The first thing you must do is to get a sense of value in the area that you are looking. This must be a rather confined area, because values can change significantly if you travel five miles one way or the other. While you can look in multiple areas, getting educated in valuations is difficult, especially when you don't live nearby.

If you find a house that you are very interested in, you can make an offer instantly. Have no fear in this regard. Simply put the following on the offer:
"Subject to approval by the buyer's attorney". This allows you to exit the deal at any time in the future, however, it ties up the seller until you can get to a formal contract. You leave $100. with the real estate broker, and, if the offer is accepted, the seller is tied up until you decide what to do. You can go forward to a formal contract, or you can get an engineer to go through the house to pick up things that it needs that you might not notice. In any case, the ball is in your court. If something comes up that you don't like, your attorney simpy rejects the deal for you and you are out.

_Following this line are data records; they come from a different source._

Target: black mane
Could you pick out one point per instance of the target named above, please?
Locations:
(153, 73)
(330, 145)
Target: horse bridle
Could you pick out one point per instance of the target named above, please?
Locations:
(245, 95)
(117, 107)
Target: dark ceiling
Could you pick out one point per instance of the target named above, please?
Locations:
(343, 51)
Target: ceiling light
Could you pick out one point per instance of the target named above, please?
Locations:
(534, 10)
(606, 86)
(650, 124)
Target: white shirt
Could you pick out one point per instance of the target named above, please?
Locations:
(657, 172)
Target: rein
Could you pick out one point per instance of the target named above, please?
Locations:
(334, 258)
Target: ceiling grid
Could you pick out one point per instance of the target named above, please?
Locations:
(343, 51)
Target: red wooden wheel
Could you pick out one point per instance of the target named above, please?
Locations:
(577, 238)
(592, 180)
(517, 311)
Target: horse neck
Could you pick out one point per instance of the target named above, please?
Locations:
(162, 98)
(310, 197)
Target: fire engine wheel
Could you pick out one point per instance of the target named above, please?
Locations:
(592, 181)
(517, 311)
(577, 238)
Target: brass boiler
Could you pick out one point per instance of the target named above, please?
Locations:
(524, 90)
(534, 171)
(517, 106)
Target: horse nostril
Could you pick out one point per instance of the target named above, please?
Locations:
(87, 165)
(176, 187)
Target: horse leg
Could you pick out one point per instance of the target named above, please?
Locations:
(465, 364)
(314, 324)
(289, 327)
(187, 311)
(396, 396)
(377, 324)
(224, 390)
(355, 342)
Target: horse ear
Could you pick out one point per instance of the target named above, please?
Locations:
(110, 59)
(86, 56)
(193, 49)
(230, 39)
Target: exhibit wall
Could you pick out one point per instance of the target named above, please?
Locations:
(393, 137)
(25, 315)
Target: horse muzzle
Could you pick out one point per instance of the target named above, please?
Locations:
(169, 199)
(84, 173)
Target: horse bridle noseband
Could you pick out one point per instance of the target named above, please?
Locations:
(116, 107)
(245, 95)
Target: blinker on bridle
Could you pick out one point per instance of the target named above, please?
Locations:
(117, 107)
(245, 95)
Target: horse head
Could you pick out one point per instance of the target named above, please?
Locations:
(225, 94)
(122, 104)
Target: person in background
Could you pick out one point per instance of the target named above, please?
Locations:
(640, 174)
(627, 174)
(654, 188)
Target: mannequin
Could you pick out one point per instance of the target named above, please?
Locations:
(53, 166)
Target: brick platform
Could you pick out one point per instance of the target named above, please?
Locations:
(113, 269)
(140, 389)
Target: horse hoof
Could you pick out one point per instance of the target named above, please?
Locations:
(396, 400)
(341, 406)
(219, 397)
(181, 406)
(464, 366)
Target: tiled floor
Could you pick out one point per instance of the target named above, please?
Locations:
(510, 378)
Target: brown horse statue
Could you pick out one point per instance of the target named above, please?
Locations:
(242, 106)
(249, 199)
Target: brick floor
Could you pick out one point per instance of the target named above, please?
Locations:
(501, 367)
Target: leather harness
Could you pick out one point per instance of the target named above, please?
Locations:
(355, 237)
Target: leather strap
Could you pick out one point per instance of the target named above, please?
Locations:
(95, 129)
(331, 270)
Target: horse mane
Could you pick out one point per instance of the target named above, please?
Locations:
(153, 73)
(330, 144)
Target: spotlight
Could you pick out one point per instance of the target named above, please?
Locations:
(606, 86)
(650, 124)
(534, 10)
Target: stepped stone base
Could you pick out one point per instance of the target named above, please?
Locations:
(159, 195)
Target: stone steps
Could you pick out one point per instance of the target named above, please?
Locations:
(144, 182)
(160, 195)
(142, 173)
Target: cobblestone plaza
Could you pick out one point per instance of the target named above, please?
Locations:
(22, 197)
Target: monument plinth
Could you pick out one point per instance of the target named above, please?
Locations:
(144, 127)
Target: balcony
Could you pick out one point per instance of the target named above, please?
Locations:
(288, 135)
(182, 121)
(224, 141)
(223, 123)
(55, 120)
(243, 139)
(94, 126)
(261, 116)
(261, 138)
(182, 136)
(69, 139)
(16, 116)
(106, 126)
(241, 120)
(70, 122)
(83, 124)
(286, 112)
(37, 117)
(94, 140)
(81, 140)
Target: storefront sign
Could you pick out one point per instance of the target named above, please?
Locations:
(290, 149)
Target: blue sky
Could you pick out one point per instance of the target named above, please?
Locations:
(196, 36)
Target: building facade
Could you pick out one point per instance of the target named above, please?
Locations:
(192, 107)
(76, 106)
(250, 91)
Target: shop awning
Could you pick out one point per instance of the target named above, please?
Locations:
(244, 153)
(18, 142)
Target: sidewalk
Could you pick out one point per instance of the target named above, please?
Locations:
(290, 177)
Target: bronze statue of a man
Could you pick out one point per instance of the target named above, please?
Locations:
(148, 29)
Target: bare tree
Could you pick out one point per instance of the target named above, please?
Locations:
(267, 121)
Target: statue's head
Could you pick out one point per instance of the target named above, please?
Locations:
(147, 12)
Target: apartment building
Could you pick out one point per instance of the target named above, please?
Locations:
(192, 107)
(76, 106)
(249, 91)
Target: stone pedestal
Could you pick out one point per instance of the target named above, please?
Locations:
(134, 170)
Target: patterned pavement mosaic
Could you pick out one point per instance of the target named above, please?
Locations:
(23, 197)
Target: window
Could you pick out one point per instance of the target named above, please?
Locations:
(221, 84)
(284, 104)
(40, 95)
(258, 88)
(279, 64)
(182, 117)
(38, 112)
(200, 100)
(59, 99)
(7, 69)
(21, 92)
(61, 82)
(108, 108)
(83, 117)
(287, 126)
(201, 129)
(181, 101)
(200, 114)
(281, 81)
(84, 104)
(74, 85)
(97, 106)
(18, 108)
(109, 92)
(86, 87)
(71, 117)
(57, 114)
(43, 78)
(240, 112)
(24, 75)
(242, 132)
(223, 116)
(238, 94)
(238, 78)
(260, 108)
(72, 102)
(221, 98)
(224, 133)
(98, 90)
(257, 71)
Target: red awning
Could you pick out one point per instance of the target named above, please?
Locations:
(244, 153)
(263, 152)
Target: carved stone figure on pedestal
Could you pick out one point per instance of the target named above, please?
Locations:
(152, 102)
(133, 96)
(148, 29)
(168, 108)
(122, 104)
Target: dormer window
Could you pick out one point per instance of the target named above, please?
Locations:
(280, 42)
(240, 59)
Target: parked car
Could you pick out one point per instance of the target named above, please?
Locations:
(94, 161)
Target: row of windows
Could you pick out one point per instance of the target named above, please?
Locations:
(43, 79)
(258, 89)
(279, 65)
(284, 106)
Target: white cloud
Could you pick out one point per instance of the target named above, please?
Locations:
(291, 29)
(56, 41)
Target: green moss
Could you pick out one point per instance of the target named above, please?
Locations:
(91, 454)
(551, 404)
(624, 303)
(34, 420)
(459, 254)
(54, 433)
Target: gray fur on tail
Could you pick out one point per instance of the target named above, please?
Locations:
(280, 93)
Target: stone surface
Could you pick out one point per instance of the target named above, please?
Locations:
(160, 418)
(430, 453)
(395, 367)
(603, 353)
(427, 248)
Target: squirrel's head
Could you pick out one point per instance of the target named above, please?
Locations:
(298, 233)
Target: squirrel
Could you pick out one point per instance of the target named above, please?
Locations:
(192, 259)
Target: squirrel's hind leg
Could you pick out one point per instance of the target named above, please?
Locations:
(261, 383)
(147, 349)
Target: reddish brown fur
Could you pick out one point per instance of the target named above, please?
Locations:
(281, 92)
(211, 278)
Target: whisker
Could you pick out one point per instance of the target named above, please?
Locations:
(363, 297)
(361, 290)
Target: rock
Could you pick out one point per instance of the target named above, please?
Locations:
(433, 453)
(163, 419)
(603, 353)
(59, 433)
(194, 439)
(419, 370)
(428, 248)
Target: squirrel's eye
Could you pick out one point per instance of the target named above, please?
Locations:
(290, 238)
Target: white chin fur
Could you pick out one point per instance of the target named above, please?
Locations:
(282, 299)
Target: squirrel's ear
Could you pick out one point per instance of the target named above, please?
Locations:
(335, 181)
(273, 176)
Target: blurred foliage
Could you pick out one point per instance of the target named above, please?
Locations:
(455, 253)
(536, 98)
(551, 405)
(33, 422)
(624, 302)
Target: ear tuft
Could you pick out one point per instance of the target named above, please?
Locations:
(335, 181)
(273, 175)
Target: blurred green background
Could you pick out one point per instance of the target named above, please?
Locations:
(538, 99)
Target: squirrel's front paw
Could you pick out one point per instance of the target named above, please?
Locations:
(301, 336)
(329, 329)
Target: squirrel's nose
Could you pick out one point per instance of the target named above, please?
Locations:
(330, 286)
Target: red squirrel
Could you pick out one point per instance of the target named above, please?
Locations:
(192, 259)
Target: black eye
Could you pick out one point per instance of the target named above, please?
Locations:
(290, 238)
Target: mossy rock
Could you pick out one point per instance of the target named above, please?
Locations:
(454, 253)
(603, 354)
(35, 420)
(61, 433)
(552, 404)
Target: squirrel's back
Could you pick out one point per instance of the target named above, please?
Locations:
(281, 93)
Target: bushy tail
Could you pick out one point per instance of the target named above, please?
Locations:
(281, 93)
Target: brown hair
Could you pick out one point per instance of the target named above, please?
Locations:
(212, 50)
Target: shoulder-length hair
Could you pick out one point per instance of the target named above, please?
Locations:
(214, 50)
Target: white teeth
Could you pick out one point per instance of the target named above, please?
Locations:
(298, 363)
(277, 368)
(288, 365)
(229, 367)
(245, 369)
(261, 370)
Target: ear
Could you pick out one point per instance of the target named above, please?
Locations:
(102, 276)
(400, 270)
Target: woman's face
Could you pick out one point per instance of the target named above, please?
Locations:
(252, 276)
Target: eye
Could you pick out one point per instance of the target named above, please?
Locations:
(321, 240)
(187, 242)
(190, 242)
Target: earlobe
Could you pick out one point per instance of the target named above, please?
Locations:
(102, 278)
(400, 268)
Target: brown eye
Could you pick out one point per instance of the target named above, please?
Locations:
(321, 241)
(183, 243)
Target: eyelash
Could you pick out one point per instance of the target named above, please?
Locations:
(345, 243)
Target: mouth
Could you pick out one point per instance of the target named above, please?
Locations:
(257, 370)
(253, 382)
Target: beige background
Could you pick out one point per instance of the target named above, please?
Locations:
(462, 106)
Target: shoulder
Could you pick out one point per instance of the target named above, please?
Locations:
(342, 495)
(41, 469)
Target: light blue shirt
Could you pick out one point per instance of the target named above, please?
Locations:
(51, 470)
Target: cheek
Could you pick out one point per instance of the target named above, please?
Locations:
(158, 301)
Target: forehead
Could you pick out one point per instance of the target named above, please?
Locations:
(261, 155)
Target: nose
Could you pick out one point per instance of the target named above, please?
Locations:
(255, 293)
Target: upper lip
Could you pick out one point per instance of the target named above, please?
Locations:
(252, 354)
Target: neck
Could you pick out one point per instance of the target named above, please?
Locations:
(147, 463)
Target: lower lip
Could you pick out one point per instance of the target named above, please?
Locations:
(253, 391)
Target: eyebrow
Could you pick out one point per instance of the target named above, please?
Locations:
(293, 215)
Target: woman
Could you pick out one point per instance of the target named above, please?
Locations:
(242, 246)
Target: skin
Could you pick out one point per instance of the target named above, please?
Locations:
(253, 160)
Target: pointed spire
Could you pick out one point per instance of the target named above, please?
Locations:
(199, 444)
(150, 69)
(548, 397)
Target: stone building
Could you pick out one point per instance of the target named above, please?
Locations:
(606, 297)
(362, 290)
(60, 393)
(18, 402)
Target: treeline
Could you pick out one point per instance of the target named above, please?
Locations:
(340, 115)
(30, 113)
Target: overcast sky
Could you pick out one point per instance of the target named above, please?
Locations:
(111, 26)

Since you don't show much income on a W2 statement or a tax return, you will probably have to go with a "no income check" loan. While they will check your credit, the interest rate and terms are not quite as onerous as a "no-doc" loan. On the no-doc loan, they basically check nothing and allow 25% down payment to cover themselves. I believe that you can get a no income check loan with 20% down.

Be careful regarding the points on the loan. They can add up fast and cost you a bunch of money up front. You must decide how long you will be in the house. If you will stay there for 7 years or more, it does pay you, in the long run, to buy down the interest rate on the loan by paying more points, up front, provide you have the cash. A typical loan of 6.5% may drop to 6.25% with two points and would drop to 6% with four points. Again, if you plan to stay in the house for longer than 7 years, it is to your advantage to pay the points up front.

When comparing lenders, watch what they call "points". Sometimes points are hidden in things called "origination fees" or "loan fees". Be absolutely sure you know all the fees that the bank wants to charge you, BEFORE you plunk down the application fee for the loan (non-refundable for any reason).

One additional way to conserve cash, is to pay the full asking price for the house, but have a clause where the seller contributes "up to $5,000" to pay for closing costs. Since your closing costs will be more than $5K, you have effectively borrowed another $4K from the lender for your closing costs. This tactic can be pushed up to about $7K, but, you run the risk of the appraisal coming in too low. While this rarely happens, especially if you find a the house at an attractive price, it will cause you to need more money to complete the purchase.